Jika ditarik ke potensi bencana, berdasarkan temuannya, Wisnu menyebut Ibu Kota Nusantara paling mudah dilanda banjir. Hal ini tidak lepas dari dominasi batu lempung yang menjadi struktur geologi.
“Kalau kita tarik ke potensi bencana, dengan kondisi batuan batu lempung yang sifatnya tidak bisa menyimpan air. Tidak baik menyimpan air dan permeabilitasnya rendah,” paparnya.
Karena tak bisa menyimpan air, maka potensi banjir cukup tinggi. Untungnya, kata Wisnu, Kawasan Inti Pusat Pemerintahan (KIPP) berada di perbukitan sehingga tidak ada banjir.
Namun dampaknya tentu di kawasan lain di sekitar IKN yang berada di kawasan sekitar Teluk Balikpapan. Dia mencontohkan Desa Pemaluan yang jadi langganan banjir.
“Di desa itu, banjir sering terjadi dan setengah kawasan pemukiman ada yang tenggelam.
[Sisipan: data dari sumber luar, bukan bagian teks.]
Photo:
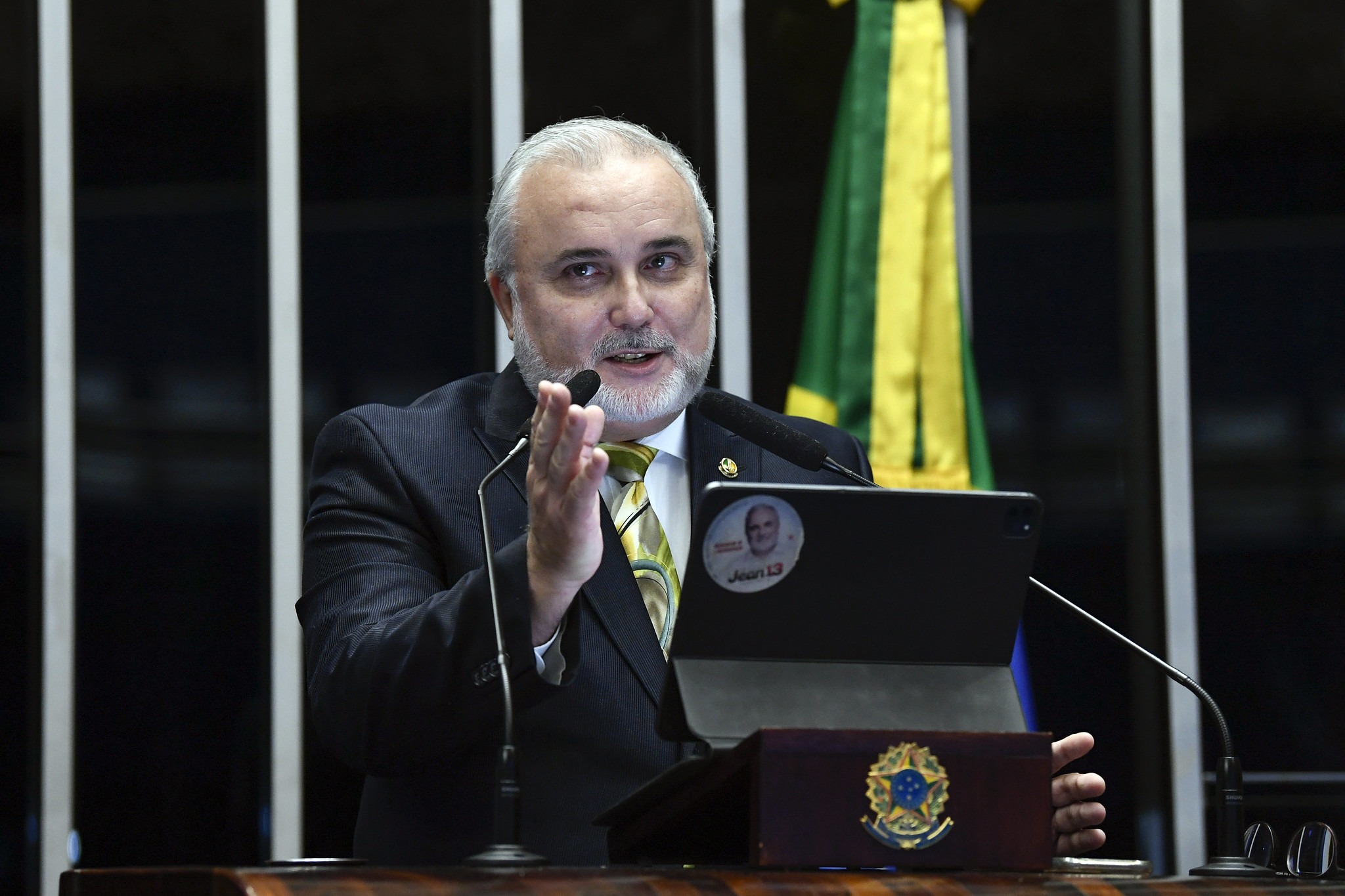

Kalau dari kajian geologi, faktor penyebab banjir karena Desa Pemaluan merupakan dataran rendah, kemudian didominasi batu lempung yang tidak menyerap air,” kata Wisnu.
Berdasarkan data sekunder yang diambil dari penelitian Andang Bahtiar, di kawasan Ibu Kota Nusantara juga ditemukan patahan. Akibatnya, beberapa kawasan terancam mudah longsor.
Dia menyebut dari data tersebut ada beberapa pelurusan struktur geologi yang mengindikasikan zona patahan. Hal ini mengakibatkan mudah erosi dan menyebakan mudahnya jalan rusak.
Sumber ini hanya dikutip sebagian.